Religion
Le tricentenaire de la Statenbijbel.
Il y a trois cents ans, le 17 septembre 1637, le premier exemplaire de la Statenbijbel (Bible des Etats) était remis, en grande cérémonie, aux Etats Généraux réunis à La Haye. Au synode de Dordrecht de 1618, on avait décidé la mise en chantier d'une nouvelle traduction de la bible. Il y avait bien des traductions néerlandaises de la bible, mais elles ne donnaient pas satisfaction. Les réformés trouvaient d'un intérêt capital la réalisation d'une nouvelle traduction intégrale, à partir des textes originaux, de la Parole de Dieu. Au Synode de Dordrecht, on désigna six traducteurs, trois pour l'Ancien Testament et trois pour le Nouveau. Mais il était impossible de se mettre rapidement à l'oeuvre. On butait par exemple sur une forte opposition des libraires et éditeurs qui avaient encore en stock 80 000 bibles anciennes. Plusieurs villes se livrèrent aussi une lutte acharnée pour obtenir le droit d'imprimer la nouvelle bible. Ce privilège échut finalement à Leyde.

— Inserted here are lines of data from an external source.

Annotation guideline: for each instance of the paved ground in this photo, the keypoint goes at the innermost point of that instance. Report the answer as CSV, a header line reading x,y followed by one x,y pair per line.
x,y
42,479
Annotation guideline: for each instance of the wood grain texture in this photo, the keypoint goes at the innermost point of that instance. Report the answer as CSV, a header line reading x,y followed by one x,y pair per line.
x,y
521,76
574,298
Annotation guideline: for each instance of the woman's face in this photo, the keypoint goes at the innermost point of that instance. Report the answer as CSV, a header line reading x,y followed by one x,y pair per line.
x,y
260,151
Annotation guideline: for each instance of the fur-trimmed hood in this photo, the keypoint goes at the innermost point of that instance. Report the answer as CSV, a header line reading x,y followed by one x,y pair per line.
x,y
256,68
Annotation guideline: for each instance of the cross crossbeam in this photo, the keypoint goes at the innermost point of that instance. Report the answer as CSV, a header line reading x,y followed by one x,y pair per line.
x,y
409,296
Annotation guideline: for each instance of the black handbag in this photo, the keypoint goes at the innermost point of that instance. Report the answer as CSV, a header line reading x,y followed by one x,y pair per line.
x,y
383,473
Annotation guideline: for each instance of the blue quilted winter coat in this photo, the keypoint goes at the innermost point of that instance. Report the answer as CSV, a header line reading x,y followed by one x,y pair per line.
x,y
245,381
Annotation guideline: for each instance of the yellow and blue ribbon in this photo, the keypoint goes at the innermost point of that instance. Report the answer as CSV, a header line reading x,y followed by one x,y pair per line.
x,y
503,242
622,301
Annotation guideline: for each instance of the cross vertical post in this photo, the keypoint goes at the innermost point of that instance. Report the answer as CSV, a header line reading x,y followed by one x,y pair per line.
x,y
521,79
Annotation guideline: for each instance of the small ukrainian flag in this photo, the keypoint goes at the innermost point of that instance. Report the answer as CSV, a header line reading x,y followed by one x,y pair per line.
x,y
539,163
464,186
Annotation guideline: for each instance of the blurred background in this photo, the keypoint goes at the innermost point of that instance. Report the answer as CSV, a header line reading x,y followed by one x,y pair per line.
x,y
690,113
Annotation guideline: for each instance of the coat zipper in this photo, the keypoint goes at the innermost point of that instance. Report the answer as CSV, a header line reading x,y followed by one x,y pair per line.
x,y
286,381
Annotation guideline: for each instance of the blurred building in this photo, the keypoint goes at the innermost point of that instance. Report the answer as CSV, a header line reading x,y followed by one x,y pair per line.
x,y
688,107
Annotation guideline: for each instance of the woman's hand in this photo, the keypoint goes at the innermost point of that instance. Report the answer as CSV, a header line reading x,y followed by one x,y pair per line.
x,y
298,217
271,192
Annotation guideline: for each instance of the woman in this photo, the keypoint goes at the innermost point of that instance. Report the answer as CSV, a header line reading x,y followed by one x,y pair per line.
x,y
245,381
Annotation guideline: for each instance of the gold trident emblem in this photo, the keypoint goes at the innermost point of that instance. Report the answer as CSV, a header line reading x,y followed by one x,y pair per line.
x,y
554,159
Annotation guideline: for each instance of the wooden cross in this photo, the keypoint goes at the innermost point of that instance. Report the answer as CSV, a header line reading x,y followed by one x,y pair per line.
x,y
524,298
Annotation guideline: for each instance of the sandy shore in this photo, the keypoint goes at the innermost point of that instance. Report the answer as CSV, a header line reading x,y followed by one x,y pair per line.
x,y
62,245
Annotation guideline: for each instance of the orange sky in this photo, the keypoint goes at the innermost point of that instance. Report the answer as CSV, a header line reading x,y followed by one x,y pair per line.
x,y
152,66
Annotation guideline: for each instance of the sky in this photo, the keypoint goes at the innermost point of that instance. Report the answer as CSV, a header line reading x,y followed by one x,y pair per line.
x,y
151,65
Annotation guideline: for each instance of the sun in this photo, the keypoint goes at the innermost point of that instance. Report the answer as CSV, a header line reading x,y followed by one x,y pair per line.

C'est seulement en 1626 qu'on commença la traduction de l'Ancien Testament et en 1628 celle du Nouveau. Finalement, ce travail prendrait presque dix ans, avant qu'un magnifique premier exemplaire puisse être remis aux Etats Généraux. Ce premier exemplaire, doré sur tranche, se trouve maintenant aux Archives (Algemeen Rijksarchief) de La Haye.
On ne saurait exagérer l'importance de cet ouvrage. Tous les jours, un bon demi million de Néerlandais lisent encore cette bible tricentenaire, à la maison, à l'école et à l'église. Il s'agit des membres des diverses églises réformées. Mais l'ouvrage a également exercé une grande influence sur le néerlandais. Les traducteurs étaient en grande partie des Néerlandais du sud qui avaient fui les guerres de religion du
xvie siècle. Aussi la langue originelle de la
La ‘Statenbijbel’, imprimée à Leyde en 1637.
Statenbijbel est-elle flamandobrabançonne. D'où la marge qui existe encore de nos jours entre la langue parlée et la langue écrite. C'est ainsi que ‘jeter’ se dit
gooien mais qu'on écrit
werpen; que ‘se marier’ se dit
trouwen mais qu'on écrit
huwen. La
Statenbijbel hâta également quelques évolutions linguistiques. Ainsi l'apparition des diphtongaisons. C'est ainsi que
huus devint
huis (maison), que
rike devint
rijk (riche), etc. Mais l'influence principale de la traduction des Etats sur le néerlandais réside dans l'apport d'expressions bibliques. ‘Le fils prodigue’, ‘la voix qui crie dans le désert’, ‘un livre fermé’, ‘ne pas être né de la dernière averse’, ‘avoir deux poids, deux mesures’ etc., autant d'expressions empruntées à la Statenbijbel et qu'on entend couramment dans la langue de tous les jours.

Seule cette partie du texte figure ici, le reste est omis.